For multi-step agents, use totalUsage instead of usage in onFinish to get the aggregate across all steps.

LlamaIndex TypeScript

Use Settings.callbackManager to intercept llm-end events. The raw OpenAI response is available as response.raw with snake_case field names:

import { Settings } from 'llamaindex'
import { createTracker } from '@diogonzafe/tokenwatch'

const tracker = createTracker({ storage: 'sqlite' })

Settings.callbackManager.on('llm-end', (event) => {
  const raw = event.detail.response.raw as { model?: string; usage?: { prompt_tokens: number; completion_tokens: number } }
  if (raw?.usage) {
    tracker.track({
      model: raw.model ?? 'unknown',
      inputTokens: raw.usage.prompt_tokens,      // LlamaIndex exposes snake_case
      outputTokens: raw.usage.completion_tokens,
    })
  }
})

LangChain.js

Use the built-in TokenwatchCallbackHandler from the /langchain sub-path:

import { ChatOpenAI } from '@langchain/openai'
import { createTracker } from '@diogonzafe/tokenwatch'
import { TokenwatchCallbackHandler } from '@diogonzafe/tokenwatch/langchain'

const tracker = createTracker({ storage: 'sqlite' })
const handler = new TokenwatchCallbackHandler(tracker, {
  defaultModel: 'gpt-4o',    // fallback when the response doesn't include the model name
  sessionId: 'sess_abc',     // optional — tag all calls from this handler
  userId: 'user_123',
  feature: 'chat',
})

const llm = new ChatOpenAI({ model: 'gpt-4o', callbacks: [handler] })

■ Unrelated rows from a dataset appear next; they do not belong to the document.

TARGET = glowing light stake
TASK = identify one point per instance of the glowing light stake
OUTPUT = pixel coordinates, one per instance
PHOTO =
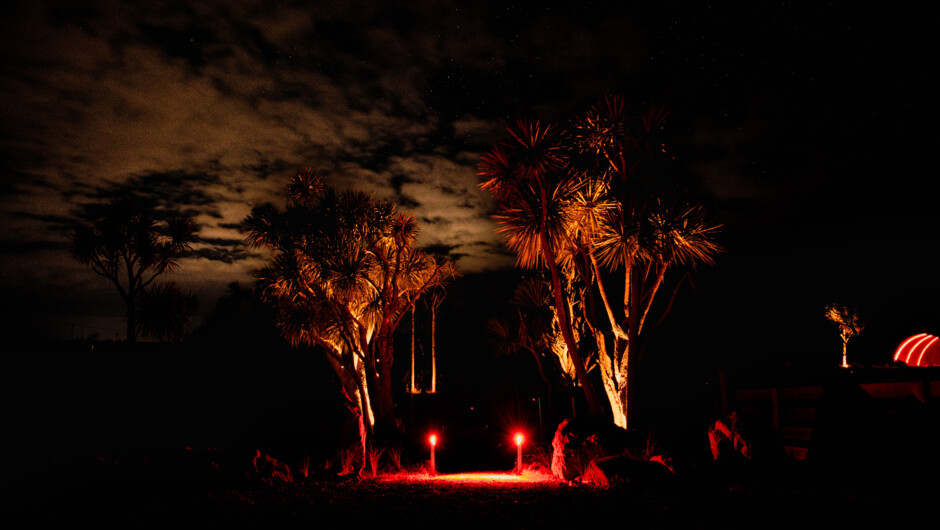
(433, 440)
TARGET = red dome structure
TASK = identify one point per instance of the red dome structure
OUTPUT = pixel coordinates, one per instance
(919, 350)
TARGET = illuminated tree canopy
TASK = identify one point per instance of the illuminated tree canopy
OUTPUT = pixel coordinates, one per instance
(849, 324)
(344, 271)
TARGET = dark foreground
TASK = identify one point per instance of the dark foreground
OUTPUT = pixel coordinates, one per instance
(177, 489)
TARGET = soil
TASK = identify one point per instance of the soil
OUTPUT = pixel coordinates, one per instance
(190, 488)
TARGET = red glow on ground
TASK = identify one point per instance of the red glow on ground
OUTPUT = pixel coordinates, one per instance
(920, 350)
(476, 478)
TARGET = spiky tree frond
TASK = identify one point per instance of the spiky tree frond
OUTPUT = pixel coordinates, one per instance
(682, 234)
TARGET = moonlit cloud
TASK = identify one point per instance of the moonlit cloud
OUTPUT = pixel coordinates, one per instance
(211, 106)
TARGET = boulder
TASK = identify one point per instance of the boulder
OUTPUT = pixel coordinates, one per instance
(600, 453)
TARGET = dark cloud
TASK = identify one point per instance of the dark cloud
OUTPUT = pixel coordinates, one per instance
(780, 111)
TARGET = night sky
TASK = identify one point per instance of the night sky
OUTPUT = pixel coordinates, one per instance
(808, 125)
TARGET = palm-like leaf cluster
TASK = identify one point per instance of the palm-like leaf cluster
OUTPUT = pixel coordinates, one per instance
(125, 241)
(344, 271)
(573, 201)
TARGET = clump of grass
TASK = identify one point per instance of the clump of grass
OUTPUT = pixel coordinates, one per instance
(374, 456)
(394, 454)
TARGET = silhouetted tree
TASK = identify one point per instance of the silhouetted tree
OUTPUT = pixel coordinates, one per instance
(591, 204)
(127, 242)
(164, 310)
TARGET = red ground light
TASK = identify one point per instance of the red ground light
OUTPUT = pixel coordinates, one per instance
(919, 350)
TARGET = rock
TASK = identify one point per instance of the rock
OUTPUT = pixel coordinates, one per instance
(270, 468)
(726, 440)
(600, 453)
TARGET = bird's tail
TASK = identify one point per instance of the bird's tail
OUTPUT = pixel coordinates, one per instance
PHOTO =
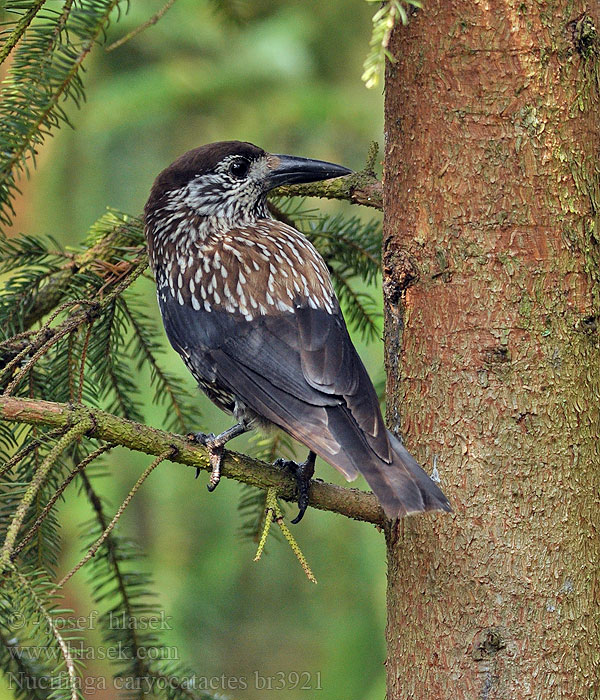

The handler extracts promptTokens / completionTokens from llmOutput.tokenUsage (non-streaming) and falls back to estimatedTokenUsage for streaming calls. No @langchain/core compile-time dependency is required in tokenwatch itself — it is an optional peer dependency.

Note: This requires @langchain/core >= 0.1.0 to be installed in your project.


Reports

All report methods are async:

const report = await tracker.getReport()
// {
//   totalCostUSD: 0.087,
//   totalTokens: { input: 24000, output: 6000 },
//   byModel: {
//     'gpt-4o': { costUSD: 0.062, calls: 5, tokens: { input: 20000, output: 5000, reasoning: 0, cached: 4000 } },
//     'o3':     { costUSD: 0.041, calls: 1, tokens: { input: 1000,  output: 200,  reasoning: 800, cached: 0 } },
//   },
//   bySession: { 'session_abc': { costUSD: 0.045, calls: 4 } },
//   byUser:    { 'user_123':    { costUSD: 0.087, calls: 7 } },
//   byFeature: { 'chat': { costUSD: 0.062, calls: 5 }, 'rag': { costUSD: 0.025, calls: 3 } },
//   period: { from: '2026-04-16T10:00:00Z', to: '2026-04-16T11:00:00Z' },
//   pricesUpdatedAt: '2026-04-22'   // date of the price data in use
// }

// Time-filtered reports
await tracker.getReport({ last: '24h' })          // last 24 hours
await tracker.getReport({ last: '7d' })           // last 7 days
await tracker.getReport({ since: '2026-04-01' })  // since a specific date
await tracker.getReport({ since: '2026-04-01', until: '2026-04-30' })

// Cost forecast — burn rate + projected daily/monthly spend
const forecast = await tracker.getCostForecast()
// { burnRatePerHour: 0.043, projectedDailyCostUSD: 1.03, projectedMonthlyCostUSD: 31.20, basedOnHours: 6 }

await tracker.getCostForecast({ windowHours: 1 })  // use last 1h for burn rate calculation

tracker.getModelInfo('gpt-4o')
// { input: 2.5, output: 10, cachedInput: 1.25, maxInputTokens: 128000 }
// Returns null if the model is unknown (synchronous)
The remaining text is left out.